Fourthly, I have learned to be grateful. The El Camino taught me to appreciate cold drinking water and having a warm shower. I also learned that I really didn’t need many possessions to be happy. This was further reinforced by visiting countries with a lot of poverty. Even though people are struggling they still seem happy and make the best of a bad situation. It’s always jarring after being in a place like that to come back to London and see the people with $1000 mobile phones and $300 headphones, looking miserable as they scroll through the adverts for the newer versions of the things they just bought. After walking part of the Portuguese Camino from Porto to Santiago I went back to London and I genuinely thought there had been a national tragedy because of the demeanour of the people. I was bouncing with positive energy like a new age tigger after spending 10 days walking through little Portuguese towns and being engaged in the moment. Yet being back in the city was like stumbling from a wedding into the funeral next door. That might be tainted by my view of being in a city though.

I would rather wake up in the middle of nowhere than in any city on earth.

Steve McQueen

We have an abundance of shit in our lives and an abundance of problems. Surely we can see that more stuff isn’t the answer. Maybe more, deeper meaningful connections based on compassion and not fear. Let’s try that. We tried more technology and it only seems to be hastening the problems. Self-entitlement seems to be on the rise and gratitude is on the decline. Maybe practising a little bit of appreciation for the things that we take for granted could change our outlooks for the better. When I worked in a care home with severely disabled children I used to moan about my life all the time. That was until I realised how lucky I was to have my faculties.

The Inca trail made me grateful for my mobility.
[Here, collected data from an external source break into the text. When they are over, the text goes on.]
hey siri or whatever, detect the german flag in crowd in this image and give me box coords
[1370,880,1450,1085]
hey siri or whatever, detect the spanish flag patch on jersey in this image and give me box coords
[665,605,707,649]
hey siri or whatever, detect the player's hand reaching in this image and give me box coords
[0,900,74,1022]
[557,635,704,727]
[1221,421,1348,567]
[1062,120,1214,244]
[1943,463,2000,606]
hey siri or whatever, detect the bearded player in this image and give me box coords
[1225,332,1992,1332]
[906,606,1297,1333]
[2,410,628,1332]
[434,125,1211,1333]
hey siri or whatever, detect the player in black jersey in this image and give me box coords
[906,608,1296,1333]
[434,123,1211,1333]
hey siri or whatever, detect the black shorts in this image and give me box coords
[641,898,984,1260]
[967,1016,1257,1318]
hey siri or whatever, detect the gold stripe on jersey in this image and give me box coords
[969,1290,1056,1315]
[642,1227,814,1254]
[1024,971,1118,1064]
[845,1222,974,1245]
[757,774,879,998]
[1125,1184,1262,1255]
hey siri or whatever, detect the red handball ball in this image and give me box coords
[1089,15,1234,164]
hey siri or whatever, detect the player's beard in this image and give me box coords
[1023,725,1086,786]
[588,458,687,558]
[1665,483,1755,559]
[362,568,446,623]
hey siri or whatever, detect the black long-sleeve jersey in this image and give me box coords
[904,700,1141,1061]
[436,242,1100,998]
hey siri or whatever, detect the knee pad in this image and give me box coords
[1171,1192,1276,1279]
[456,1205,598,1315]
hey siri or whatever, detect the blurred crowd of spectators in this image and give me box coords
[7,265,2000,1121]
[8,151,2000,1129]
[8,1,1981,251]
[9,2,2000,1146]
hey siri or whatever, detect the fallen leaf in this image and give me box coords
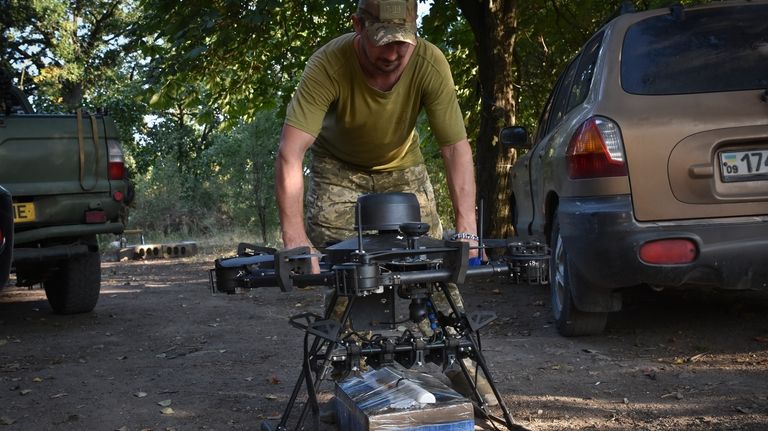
[19,389,32,396]
[50,393,68,399]
[157,399,172,407]
[0,340,7,347]
[134,391,148,398]
[265,395,278,400]
[269,376,280,385]
[32,377,44,383]
[160,407,175,415]
[0,416,15,425]
[688,353,708,363]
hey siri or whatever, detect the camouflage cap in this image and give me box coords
[358,0,417,46]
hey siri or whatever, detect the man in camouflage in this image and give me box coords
[275,0,494,404]
[277,0,478,264]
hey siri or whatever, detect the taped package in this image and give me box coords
[335,366,474,431]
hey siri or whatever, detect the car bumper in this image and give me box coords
[558,195,768,290]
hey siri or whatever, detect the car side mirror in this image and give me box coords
[499,126,528,149]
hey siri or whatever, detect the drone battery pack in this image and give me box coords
[335,366,474,431]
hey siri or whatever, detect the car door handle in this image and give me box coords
[688,163,714,178]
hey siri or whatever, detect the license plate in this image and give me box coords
[13,202,36,223]
[719,149,768,182]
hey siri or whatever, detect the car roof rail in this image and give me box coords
[669,3,685,21]
[602,1,636,27]
[620,1,635,14]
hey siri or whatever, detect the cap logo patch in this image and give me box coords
[380,0,406,21]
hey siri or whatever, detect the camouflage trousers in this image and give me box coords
[305,153,443,248]
[326,282,465,337]
[306,153,464,332]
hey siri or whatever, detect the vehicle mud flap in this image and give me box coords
[568,263,622,313]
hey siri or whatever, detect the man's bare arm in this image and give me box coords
[440,138,479,258]
[275,124,316,250]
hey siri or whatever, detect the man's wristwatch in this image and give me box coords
[450,232,479,242]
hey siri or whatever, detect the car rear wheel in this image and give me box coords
[0,228,11,288]
[550,215,608,336]
[43,241,101,314]
[510,193,519,229]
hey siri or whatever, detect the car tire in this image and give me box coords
[43,245,101,314]
[0,186,12,287]
[549,215,608,336]
[510,193,519,230]
[0,225,11,288]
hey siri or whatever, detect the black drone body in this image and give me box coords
[210,193,546,431]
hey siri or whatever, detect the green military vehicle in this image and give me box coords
[0,84,131,314]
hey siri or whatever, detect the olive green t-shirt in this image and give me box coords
[285,33,467,172]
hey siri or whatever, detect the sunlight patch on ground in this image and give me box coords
[0,288,47,303]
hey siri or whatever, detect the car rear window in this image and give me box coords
[621,5,768,95]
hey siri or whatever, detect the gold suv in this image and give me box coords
[503,1,768,336]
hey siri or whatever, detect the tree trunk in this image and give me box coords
[62,80,84,111]
[455,0,519,240]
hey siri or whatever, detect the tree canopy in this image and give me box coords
[1,0,138,111]
[137,0,356,127]
[0,0,705,242]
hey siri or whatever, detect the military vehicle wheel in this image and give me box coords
[44,248,101,314]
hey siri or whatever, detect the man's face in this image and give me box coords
[356,20,412,74]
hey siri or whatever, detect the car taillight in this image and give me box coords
[639,239,698,265]
[107,139,126,180]
[566,116,627,179]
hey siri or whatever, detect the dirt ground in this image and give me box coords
[1,249,767,431]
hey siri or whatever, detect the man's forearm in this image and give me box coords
[441,139,478,236]
[275,153,308,248]
[275,125,316,249]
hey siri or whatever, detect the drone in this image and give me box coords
[210,192,548,431]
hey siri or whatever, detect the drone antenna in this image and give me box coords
[356,201,365,254]
[479,199,485,251]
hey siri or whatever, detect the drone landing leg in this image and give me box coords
[437,282,528,431]
[267,294,356,431]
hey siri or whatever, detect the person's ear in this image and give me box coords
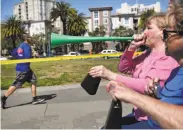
[160,30,164,40]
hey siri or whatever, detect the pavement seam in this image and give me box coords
[44,103,48,116]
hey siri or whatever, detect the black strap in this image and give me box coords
[103,99,122,129]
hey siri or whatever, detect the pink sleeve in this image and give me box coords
[116,57,178,94]
[118,49,148,74]
[115,75,148,93]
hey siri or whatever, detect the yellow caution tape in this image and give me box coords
[0,52,142,65]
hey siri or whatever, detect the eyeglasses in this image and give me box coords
[163,29,183,42]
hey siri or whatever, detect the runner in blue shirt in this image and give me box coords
[1,34,45,109]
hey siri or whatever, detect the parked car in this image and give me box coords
[99,50,121,59]
[63,52,81,56]
[100,50,118,54]
[0,56,7,60]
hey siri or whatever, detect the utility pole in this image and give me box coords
[136,0,140,15]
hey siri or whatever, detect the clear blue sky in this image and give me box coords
[1,0,169,21]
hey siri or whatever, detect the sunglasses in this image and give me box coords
[163,29,183,42]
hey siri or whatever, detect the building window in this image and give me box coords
[125,18,129,25]
[103,18,108,24]
[131,8,133,12]
[105,25,108,31]
[94,20,98,26]
[26,2,28,9]
[103,11,108,16]
[94,11,98,18]
[26,13,28,20]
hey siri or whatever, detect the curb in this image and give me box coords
[1,80,109,93]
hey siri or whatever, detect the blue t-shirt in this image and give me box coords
[11,42,32,72]
[148,66,183,129]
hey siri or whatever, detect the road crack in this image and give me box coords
[44,103,48,116]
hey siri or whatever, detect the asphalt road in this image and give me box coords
[1,81,133,129]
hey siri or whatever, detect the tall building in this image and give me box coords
[85,1,161,36]
[116,1,161,15]
[88,7,113,36]
[84,1,161,50]
[13,0,62,36]
[13,0,56,21]
[85,7,136,36]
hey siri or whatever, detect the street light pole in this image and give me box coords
[136,0,140,15]
[42,36,46,57]
[47,31,52,57]
[45,20,52,57]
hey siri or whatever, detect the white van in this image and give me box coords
[100,50,118,54]
[100,50,120,59]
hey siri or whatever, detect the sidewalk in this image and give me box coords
[1,81,133,129]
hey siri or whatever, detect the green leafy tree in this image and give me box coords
[112,26,134,51]
[31,33,47,55]
[88,25,106,53]
[138,9,155,31]
[113,26,134,37]
[1,16,25,49]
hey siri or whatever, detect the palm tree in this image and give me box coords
[138,9,155,31]
[2,16,25,48]
[67,10,87,51]
[50,1,71,54]
[50,1,71,34]
[67,12,87,36]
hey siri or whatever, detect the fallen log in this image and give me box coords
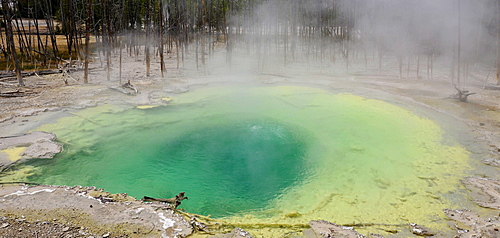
[108,86,136,95]
[0,93,26,97]
[451,85,476,102]
[0,71,35,80]
[0,70,61,80]
[0,82,19,86]
[107,80,139,95]
[122,80,138,94]
[484,84,500,90]
[142,192,188,208]
[0,89,36,97]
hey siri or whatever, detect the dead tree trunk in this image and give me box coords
[2,0,24,86]
[496,31,499,85]
[145,0,151,77]
[176,37,180,69]
[416,54,420,79]
[398,56,403,79]
[42,0,59,66]
[84,0,92,84]
[159,0,165,78]
[33,11,46,66]
[453,85,475,102]
[378,50,382,75]
[13,13,30,57]
[456,0,462,87]
[0,23,6,60]
[119,41,122,84]
[226,0,232,66]
[343,36,349,73]
[105,0,112,81]
[201,0,206,71]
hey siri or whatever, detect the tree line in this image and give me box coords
[1,0,499,87]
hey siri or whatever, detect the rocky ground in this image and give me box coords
[0,216,103,238]
[0,184,195,238]
[1,49,500,237]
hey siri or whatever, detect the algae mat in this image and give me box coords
[13,85,470,234]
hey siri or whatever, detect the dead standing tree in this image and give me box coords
[145,0,151,77]
[159,0,165,78]
[84,0,92,84]
[1,0,24,86]
[497,30,499,85]
[105,0,112,81]
[452,0,474,102]
[496,2,500,85]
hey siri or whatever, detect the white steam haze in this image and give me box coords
[82,0,499,88]
[201,0,498,87]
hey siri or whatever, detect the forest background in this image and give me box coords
[0,0,499,90]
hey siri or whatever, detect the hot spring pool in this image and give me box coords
[15,85,471,232]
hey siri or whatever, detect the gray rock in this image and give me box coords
[308,220,367,238]
[482,158,500,167]
[409,223,435,236]
[209,228,253,238]
[444,208,500,238]
[23,140,62,158]
[0,131,62,168]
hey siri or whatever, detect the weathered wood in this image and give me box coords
[122,80,138,94]
[1,0,24,86]
[142,192,188,208]
[108,86,135,96]
[0,88,36,97]
[0,82,19,86]
[84,0,93,84]
[484,84,500,91]
[0,93,27,97]
[159,0,165,78]
[452,85,476,102]
[33,49,68,63]
[0,70,61,81]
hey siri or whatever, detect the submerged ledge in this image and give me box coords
[0,131,62,170]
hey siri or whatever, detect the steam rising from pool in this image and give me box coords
[23,85,470,232]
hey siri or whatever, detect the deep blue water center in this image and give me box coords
[154,119,307,216]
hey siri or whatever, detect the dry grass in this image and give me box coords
[1,27,97,72]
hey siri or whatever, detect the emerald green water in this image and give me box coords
[27,117,307,216]
[15,85,471,231]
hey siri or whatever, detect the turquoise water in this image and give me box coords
[27,117,307,216]
[15,85,470,232]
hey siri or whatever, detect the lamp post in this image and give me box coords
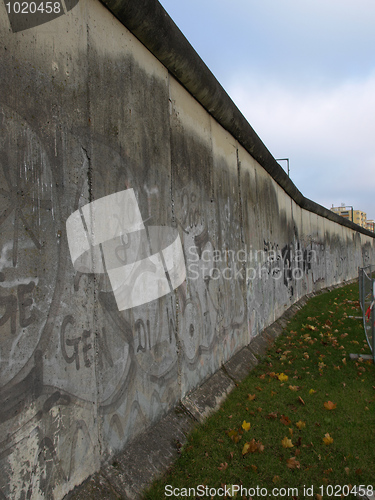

I felt lucky to have made that journey to Macchu Pichu. It also made me realise that a lot of the things we are taught in school is utter horseshit presented as fact. A large part of our history is unknown and mostly opinion. Such as how Machu Picchu was built. Or the Egyptian pyramids.

Just look at the size of the stones. Vines?

The older I get and the more I learn, the more I realise I don’t know.

Finally, I wanted to see if I was capable of being on my own for a long period of time without falling foul of my previous addictions. Basically, I wanted to see if I was no longer the victim of my past. So far so good. I am no longer Charlie the alcoholic. I am just Charlie. A content individual who climbed off a barstool 2000 days ago and said: “I’m tired of this shit.” My sobriety didn’t start quite like that I mean I was smashed to pieces in more ways than one and was on my knees praying to anyone and everyone for assistance. There was no divine intervention but there was plenty of help from wonderful people. I had to push myself to change. I had to be open and honest with them and myself. I had to keep going when I didn’t want to and I had to face some fears. Has it all been worth it?

Well, let’s just say I can’t wait to see what day 2001 brings along.